The gentle heat of a bright wintry sun warming your face. The distant sound of tender waves gently folding up on the shore of Lake Tahoe. A soft breeze floating the smell of the water and the crisp freshness of a tepid February through the trees.

Oh, and the sweet game of hockey being played on the 18th green at the picturesque Edgewood Tahoe Resort in Stateline, Nevada, this weekend.

Now open your eyes and take a moment to reflect on how it incredible it will be to see two NHL games contested from such a vivacious location. I’m getting serious Mystery, Alaska vibes.

Not only will the current pride of Denver, your Colorado Avalanche, take on the Vegas Golden Knights for the third of four consecutive tilts there on Saturday, but the Philadelphia Flyers will battle the Boston Bruins at the locale on Sunday as well.

How lucky are we?

After everything we—human beings living in a fractured society suffering a seemingly endless pandemic—have experienced in the last year and change, we get to witness something special and wholly unique to the game of hockey.

A respite from the ordinary, the mundane even.

Long before the parade of the Stadium Series games diluted the superb experience of outdoor puck, the Winter Classic was the ultimate non-postseason spectacle. I’ll never forget how magical that first game seemed, both when it was announced and then again during the actual match.

While I didn’t get to see much of the contest, which is a story best told over beers and not in print, I’ll never forget the glimpses of professional hockey being played in the midst of heavy snow.
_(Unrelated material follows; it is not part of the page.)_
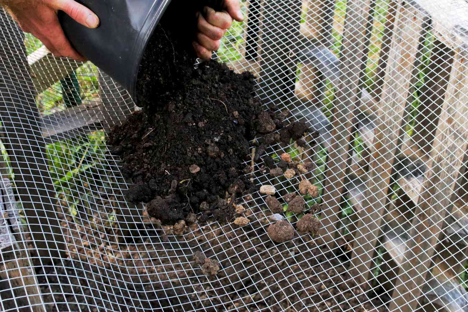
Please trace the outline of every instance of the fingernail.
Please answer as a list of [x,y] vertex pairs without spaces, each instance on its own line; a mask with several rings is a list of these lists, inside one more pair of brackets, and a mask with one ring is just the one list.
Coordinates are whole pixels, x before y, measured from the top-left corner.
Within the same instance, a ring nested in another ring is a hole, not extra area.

The game was wholly at the whim of the elements, just like how I experienced things when I was a kid playing on a roofless sheet of ice.

It was whimsical, though maybe not the best NHL contest anyone had ever seen despite ending 2-1 after a shootout.

These Tahoe contests have the ability to be similarly breathtaking and groundbreaking, taking the game up a notch in hearts and minds of fans and outsiders alike, but it will be how they’re presented, not played, that will make or break the weekend.

Remember just 328 words ago when I had you envision such a fantastic scene? Well that’s what NBC proper has the burden of portraying to everyone not there—which is mostly everyone. There’s an opportunity to take a beautiful location with incredible visuals, plop a rink in the middle, and bring viewers something they’ve never seen before.

There are no fans, therefore there are no concerns about obstructing already questionable viewpoints from makeshift seats with big cameras, large cranes, lighting towers, and whatever else it takes to bring the sport outside. Instead, there’s the chance to be bold.

Break out the 4K cameras, bring in the drones and wire rigging, and for the love of the hockey gods leave incessant fake crowd din at home. Mic up the game, the lake, the trees, and let the scene and sounds compliment and enhance the fastest game on ice.

Show us something we’ve never seen. Make it beautiful, the way sports can be when not presented as easily digestible canned goods.

There’s a shot at serene intensity this weekend, and anything less than majestic will be more of the same old thing.